Die Wahl der richtigen Zeltkonstruktion
Wenn man auf der Suche nach einem neuen Zelt ist, stellt sich bald die Frage:
Soll es ein Tunnel oder ein Geodät (Kuppel ist die einfache Variante des Geodäten) werden?
Sollen die Gestänge am Außen- oder am Innenzelt verlaufen?

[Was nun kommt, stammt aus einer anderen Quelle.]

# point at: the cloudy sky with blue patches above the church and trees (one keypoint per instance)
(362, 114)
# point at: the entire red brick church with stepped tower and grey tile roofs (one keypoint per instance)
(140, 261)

Hier drauf gibt es selten eine eindeutige Antwort. Entscheidend ist wie das Zelt am häufigsten eingesetzt wird. In der Regel sind Tunnelzelte mit der Gestängeführung am Außenzelt versehen, während bei Geodäten die Gestänge meist am Innenzelt verlaufen. Ausnahmen bestätigen jedoch die Regel wie z.B. beim Modell "Forum". Im folgendem führen wir die Vor- und Nachteile der jeweiligen Konstruktionen auf.
Geodät
Vorteile:
Sturmstabil
Weitestgehend freistehend
Kann im aufgebauten Zustand einfach
umgesetzt oder gedreht werden
Meist mehr Platz im Innenzelt, dadurch
angenehmeres Raumgefühl
Nachteile:
Meist höheres Gewicht
Kleinere Apsiden
Innenzelt bei geöffneter Apsis nicht unbedingt
vor Regen geschützt
Tunnelzelt
Vorteile:
Besseres Gewichts – Volumen Verhältnis
Meist größere Apsis
Innenzelt bei geöffneter Apsis meist vor
Regen geschützt
Nachteile:
Muss mit Heringen o.ä. abgespannt werden
damit es steht
Braucht bei Sturm wesentlich mehr
Abspannungen
Ist bei Sturm lauter, da die Zeltstoffe eher
anfangen zu flattern
Fazit:
Das optimale Zelt gibt es nur für einen Einsatzbereich. Allgemein kann man folgendes sagen: Geht es um jedes Gramm, um besten Regenschutz wird es ein Tunnelzelt. Ist man im Alpinenbereich, in Gegenden mit vielen starken Winden oder hauptsächlich in heißen Gegenden unterwegs wird ein es Geodät sein. Was allerdings nicht heißt das man einen Tunnel nicht auch dort einsetzen kann wofür ein Geodät geeigneter ist, oder andersrum.